The next chapter in this remarkable saga features Hans Christian Oersted, a Danish physicist, who in 1820 gave a lecture that will live forever in the annals of science and technology. The topic was electricity, and for purposes of demonstration the professor had set up a circuit powered by a Voltaic battery. On his laboratory table, close to the electric wire, there happened to be a compass, an ordinary compass like those long used on ships to indicate the direction of the North-South magnetic field. Oersted noticed that each time he flipped a switch to start the flow of electric current, the compass needle quivered. Strange. Electricity in a wire was affecting magnetism in the surrounding air. Amazing. It seems that a flowing electric current creates around itself a magnetic force.
Well, then, if electricity can make magnetism, can magnetism make electricity? For awhile this question proved mystifying. People tried putting magnets over wires, under wires, surrounding wires, but nothing seemed to happen. The great Michael Faraday solved the problem in 1831. He demonstrated that by moving a magnet near a wire, or moving a wire near a magnet, an electric current can be created.
So, by spinning a wire cage (called a rotor) inside of a magnetized casing (called a stator), we manufacture electricity. All we need is the power for twirling. This can come from a hand-operated crank, or more usefully, from turbines turned by falling water or by jets of steam.
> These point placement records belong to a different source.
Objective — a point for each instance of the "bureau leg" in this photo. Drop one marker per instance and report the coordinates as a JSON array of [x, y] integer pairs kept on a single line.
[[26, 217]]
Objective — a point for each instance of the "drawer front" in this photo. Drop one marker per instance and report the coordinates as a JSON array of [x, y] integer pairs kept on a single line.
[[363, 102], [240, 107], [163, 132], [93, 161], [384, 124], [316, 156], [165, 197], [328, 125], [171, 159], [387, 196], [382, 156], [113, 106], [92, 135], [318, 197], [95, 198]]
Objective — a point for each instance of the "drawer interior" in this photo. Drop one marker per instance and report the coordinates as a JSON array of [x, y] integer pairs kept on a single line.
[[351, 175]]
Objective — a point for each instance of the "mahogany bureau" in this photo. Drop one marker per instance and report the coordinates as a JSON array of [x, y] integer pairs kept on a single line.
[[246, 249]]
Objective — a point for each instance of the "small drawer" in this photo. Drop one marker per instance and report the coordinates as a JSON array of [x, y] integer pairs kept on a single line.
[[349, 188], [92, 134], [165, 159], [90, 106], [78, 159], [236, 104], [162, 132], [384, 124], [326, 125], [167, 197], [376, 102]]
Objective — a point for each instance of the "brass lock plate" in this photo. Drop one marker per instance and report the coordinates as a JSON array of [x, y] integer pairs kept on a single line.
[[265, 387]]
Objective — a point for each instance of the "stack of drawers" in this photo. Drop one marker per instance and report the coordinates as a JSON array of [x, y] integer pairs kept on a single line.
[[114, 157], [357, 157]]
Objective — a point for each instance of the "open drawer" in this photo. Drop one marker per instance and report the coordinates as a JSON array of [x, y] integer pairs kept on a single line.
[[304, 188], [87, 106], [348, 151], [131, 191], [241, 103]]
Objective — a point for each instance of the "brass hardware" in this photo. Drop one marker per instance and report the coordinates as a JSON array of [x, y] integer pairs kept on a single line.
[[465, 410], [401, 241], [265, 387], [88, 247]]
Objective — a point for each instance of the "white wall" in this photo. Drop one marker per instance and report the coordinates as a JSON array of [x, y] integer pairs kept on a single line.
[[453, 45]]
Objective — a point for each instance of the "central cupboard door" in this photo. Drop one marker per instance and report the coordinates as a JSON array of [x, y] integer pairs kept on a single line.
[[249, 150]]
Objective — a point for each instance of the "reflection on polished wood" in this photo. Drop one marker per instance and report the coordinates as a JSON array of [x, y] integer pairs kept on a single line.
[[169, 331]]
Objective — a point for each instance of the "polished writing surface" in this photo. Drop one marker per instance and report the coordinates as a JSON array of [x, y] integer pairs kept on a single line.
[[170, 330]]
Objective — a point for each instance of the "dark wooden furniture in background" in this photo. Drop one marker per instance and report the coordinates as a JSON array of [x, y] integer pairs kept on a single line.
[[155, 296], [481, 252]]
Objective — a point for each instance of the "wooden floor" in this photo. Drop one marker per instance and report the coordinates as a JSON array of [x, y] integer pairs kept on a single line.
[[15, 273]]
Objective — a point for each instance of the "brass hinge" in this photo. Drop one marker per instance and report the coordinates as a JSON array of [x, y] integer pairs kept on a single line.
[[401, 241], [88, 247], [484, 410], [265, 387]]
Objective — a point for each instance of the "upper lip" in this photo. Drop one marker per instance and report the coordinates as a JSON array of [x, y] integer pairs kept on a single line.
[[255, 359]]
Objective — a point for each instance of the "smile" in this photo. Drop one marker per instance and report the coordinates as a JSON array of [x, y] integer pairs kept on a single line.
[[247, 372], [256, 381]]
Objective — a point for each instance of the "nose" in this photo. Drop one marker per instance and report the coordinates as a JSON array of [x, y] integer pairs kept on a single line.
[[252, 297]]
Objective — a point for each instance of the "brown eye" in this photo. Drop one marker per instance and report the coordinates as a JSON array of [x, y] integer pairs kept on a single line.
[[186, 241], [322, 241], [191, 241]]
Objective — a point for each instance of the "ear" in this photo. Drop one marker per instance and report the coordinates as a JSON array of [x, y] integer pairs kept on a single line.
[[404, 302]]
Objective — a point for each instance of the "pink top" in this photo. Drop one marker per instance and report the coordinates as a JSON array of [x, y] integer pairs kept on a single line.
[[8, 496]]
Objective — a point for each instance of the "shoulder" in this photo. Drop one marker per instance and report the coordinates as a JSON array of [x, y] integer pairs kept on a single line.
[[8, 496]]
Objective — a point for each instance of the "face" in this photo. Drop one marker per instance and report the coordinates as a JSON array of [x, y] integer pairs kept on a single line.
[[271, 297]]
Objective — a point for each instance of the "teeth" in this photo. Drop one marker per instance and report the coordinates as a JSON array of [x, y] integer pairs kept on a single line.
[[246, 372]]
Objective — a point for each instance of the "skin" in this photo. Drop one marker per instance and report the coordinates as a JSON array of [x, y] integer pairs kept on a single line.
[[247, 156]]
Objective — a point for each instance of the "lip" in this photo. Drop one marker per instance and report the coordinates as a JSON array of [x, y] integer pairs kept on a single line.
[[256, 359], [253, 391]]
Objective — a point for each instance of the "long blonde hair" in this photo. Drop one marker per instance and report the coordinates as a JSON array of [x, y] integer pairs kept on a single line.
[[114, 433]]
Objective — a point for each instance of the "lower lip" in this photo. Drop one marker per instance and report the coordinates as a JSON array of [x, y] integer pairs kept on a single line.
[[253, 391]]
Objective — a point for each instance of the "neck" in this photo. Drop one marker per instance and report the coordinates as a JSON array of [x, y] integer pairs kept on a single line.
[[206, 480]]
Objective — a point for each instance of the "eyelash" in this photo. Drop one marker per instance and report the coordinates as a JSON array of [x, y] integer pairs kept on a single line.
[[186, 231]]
The steam, of course, can be obtained by burning coal or oil, or whatever.
We can then run the manufactured electricity—the magical flow of electrons—through wires and use it for lighting, or, among other things, to run motors. A motor is practically the same thing as a generator, except instead of spinning the rotor to make electricity, electricity is used to spin the rotor. It's all so simple, in concept, anyhow.